The key point lies in the complexity of its execution tasks, as well as the fault tolerance and successful delivery result definition of large models after non-uniform standard user input prompts enter. Otherwise, following this set of innovations, can the DeFai scenario of web3 immediately mature and be applied? Obviously, it is not achievable yet:
For example, in the DeFai scenario, the Agent needs to make transaction decisions, and there needs to be an Oracle layer Agent responsible for on-chain data collection and verification, as well as data integration and analysis. It also needs to capture trading opportunities in real time, which poses a great challenge to real-time analysis. There may be trading opportunities that were useful just a second ago, but once the large model is transmitted to the transaction execution Agent by the Oracle, the trading opportunity no longer exists (arbitrage window).

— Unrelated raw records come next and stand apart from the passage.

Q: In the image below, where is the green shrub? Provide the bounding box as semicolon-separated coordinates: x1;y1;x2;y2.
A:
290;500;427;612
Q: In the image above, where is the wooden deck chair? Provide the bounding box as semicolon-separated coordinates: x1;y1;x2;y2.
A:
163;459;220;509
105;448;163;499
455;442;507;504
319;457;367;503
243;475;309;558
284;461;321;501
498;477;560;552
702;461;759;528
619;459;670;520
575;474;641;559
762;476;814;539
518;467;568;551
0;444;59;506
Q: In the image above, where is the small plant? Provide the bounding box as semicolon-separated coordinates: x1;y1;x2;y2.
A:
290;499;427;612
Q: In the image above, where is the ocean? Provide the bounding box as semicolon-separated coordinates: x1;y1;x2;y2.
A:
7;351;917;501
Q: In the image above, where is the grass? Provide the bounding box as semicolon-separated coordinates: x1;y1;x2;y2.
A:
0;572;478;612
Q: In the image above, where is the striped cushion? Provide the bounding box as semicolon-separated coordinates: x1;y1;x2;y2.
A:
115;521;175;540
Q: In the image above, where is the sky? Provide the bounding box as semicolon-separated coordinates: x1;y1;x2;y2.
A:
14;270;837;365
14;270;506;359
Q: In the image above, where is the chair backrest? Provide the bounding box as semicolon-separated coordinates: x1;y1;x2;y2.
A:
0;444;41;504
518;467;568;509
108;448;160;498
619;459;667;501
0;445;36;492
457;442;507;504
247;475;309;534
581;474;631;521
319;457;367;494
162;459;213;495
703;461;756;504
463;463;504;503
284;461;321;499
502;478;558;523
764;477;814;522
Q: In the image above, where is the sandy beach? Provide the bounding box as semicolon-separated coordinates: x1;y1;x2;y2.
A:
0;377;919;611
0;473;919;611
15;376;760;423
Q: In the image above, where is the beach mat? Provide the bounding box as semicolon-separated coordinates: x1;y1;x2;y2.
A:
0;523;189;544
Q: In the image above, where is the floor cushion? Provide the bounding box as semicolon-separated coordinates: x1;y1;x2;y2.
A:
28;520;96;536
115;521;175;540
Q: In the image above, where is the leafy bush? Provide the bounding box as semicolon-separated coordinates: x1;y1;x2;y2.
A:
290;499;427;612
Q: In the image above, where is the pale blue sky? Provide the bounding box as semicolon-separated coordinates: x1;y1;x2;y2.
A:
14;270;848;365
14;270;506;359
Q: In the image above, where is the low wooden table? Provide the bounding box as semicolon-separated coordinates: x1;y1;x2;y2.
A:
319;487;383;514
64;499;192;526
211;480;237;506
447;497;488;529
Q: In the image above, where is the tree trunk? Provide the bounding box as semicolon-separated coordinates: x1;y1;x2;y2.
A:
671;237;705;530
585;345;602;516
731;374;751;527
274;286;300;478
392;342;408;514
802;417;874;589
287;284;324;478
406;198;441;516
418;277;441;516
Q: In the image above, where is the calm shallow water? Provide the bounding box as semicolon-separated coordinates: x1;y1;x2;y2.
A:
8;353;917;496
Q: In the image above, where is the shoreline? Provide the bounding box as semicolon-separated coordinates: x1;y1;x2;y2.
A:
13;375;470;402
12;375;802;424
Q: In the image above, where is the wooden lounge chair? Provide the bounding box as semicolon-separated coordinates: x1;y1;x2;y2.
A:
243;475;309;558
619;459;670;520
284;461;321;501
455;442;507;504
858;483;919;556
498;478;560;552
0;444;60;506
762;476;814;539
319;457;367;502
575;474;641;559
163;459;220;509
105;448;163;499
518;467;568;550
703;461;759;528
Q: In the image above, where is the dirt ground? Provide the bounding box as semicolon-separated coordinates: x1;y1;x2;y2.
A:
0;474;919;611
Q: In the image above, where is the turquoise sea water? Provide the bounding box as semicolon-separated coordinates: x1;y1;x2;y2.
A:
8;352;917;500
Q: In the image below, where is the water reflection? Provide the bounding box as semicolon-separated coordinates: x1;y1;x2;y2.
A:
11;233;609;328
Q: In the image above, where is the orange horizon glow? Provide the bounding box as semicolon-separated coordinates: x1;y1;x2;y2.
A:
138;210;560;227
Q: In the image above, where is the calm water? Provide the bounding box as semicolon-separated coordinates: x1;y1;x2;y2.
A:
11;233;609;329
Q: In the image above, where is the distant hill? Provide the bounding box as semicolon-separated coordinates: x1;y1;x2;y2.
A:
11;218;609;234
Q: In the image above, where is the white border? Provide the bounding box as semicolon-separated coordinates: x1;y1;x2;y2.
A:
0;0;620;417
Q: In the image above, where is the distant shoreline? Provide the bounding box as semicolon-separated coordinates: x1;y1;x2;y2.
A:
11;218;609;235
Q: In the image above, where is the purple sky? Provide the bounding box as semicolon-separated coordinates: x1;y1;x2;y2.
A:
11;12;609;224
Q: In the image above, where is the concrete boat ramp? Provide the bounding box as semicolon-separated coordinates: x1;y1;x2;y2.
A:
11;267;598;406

This actually exposes the biggest weakness of such multimodal large models in making execution decisions, how to connect to the network, trigger chain calls to analyze Real-Time level data, identify trading opportunities from it, and then capture trades. The networking environment is actually fine, as the prices of many e-commerce website orders do not change in real time, which does not easily cause huge dynamic balance problems for the entire multimodal collaboration. If it is on the chain, such challenges exist almost all the time.
We must objectively understand the role of this matter in driving the application scenarios of DeFai in web3.
It must be admitted that the significance is definitely significant, after all, the LLM OS and the Less Structure more intelligence concept it proposes, especially the multi-signature system, will provide great inspiration for the combination of DeFi and AI in the expansion of web3.
This actually corrects a major misconception of most DeFi projects, don’t just rely on a large model to achieve complex goals such as AI Agent autonomous thinking + decision-making, which is simply not practical in the financial context.
The realization of the true DeFai vision requires solving complex problems such as the capacity limit of individual AI models, atomicity assurance of multimodal interactive collaboration, unified resource scheduling and allocation of multimodal systems, system fault tolerance and fault handling mechanisms, etc.
For example: Oracle layer Agent, responsible for collecting on-chain data and analysis, monitoring prices, forming an effective data source;
Decision-making Agent, analyze and evaluate risks based on the data fed by Oracle, and formulate a set of decision-making and action plans;
The execution layer Agent executes various solutions provided by the decision-making layer, taking into account the actual situation, including gas cost optimization, cross-chain state, transaction order conflicts, and so on.
Only when this series of Agents are synchronized and have a massive system framework in place, can a true DeFai revolution be triggered.